Den Sinn im mathematischen Rauschen finden
Máté Gerencsér
Institute of Analysis and Scientific Computing, Technische Universität Wien
Der Mathematiker Máté Gerencsér untersucht eine bestimmte Art von mathematischen Gleichungen, die sogenannten stochastischen partiellen Differentialgleichungen. Die Wissenschaft versteht diese verrauschten Gleichungen und das Verhalten ihrer Lösungen noch nicht vollständig. Ihre mathematischen Grundlagen zu finden und Methoden zu entwickeln, wie man sie effektiv simulieren kann, würde nicht nur die Mathematik voranbringen, sondern könnte auch dazu beitragen, das mathematische Verständnis anderer Wissenschaftsfelder zu vertiefen.
Máté Gerencsér arbeitet als Associate Professor für „Numerics of Stochastic Differential Equations“ am Institute of Analysis and Scientific Computing an der TU Wien. Er studierte zunächst Mathematik in Ungarn an der Eötvös Loránd University in Budapest. Anschließend promovierte er 2016 an der University of Edinburgh und arbeitete nach einem kurzen Zwischenstopp an der University of Warwick, UK, als Postdoc am Institute of Science and Technology Austria (ISTA).

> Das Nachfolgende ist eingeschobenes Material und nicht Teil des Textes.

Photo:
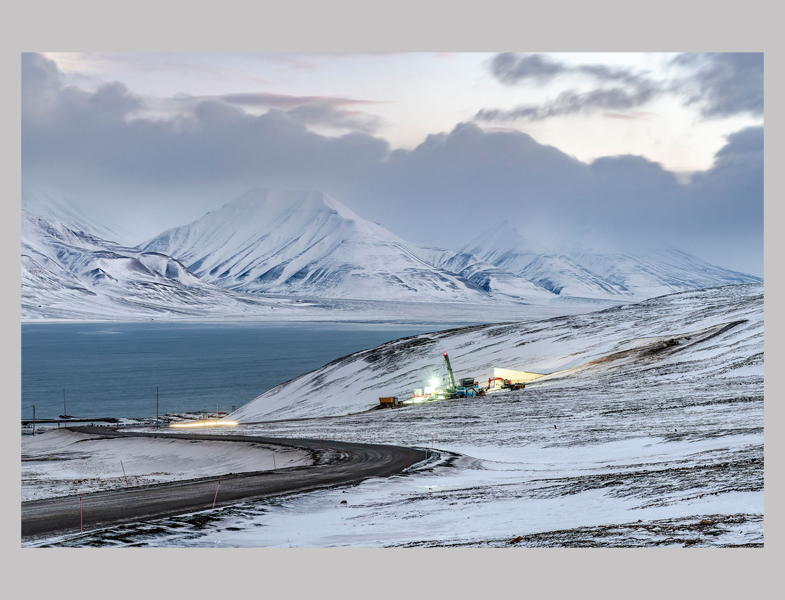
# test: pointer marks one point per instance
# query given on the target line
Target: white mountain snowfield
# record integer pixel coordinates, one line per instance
(301, 255)
(63, 463)
(69, 274)
(651, 436)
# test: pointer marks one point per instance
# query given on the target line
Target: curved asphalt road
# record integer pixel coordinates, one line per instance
(344, 463)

Die Brücke zwischen Quantenreich und Alltagswelt schlagen
Richard Küng
Institute for Integrated Circuits, Universität Linz
Anders als herkömmliche Rechner basieren Quantencomputer auf den seltsamen Effekten der Quantenphysik, die es erlauben, dass Systeme verschiedene Zustände gleichzeitig einnehmen. Doch zwischen Quantenreich und Alltagswelt klafft ein Abgrund. Richard Küng will diesen überbrücken. Denn der größte Vorteil von Quantencomputern ist auch ihre Schwachstelle: Diese Systeme arbeiten mit Informationsträgern, die auf den Überlagerungseffekten der Quantenphysik beruhen, sogenannten Qubits. Doch die so verarbeiteten Daten können nicht ohne Weiteres in ein von normalen Rechnern – oder Menschen – lesbares Format gebracht werden. In seinem START-Projekt will der Quanteninformatiker die Mittel der Quanteninformationstheorie selbst nutzen, um dieses Ausleseproblem fundamental zu lösen, und dabei Zeit und Bitressourcen sparen. Darauf aufbauend sollen künstliche Intelligenzen lernen, sich in der Quantenwelt zu orientieren. Seine Ideen will Küng schließlich mit künftigen Quantencomputern praktisch umsetzen.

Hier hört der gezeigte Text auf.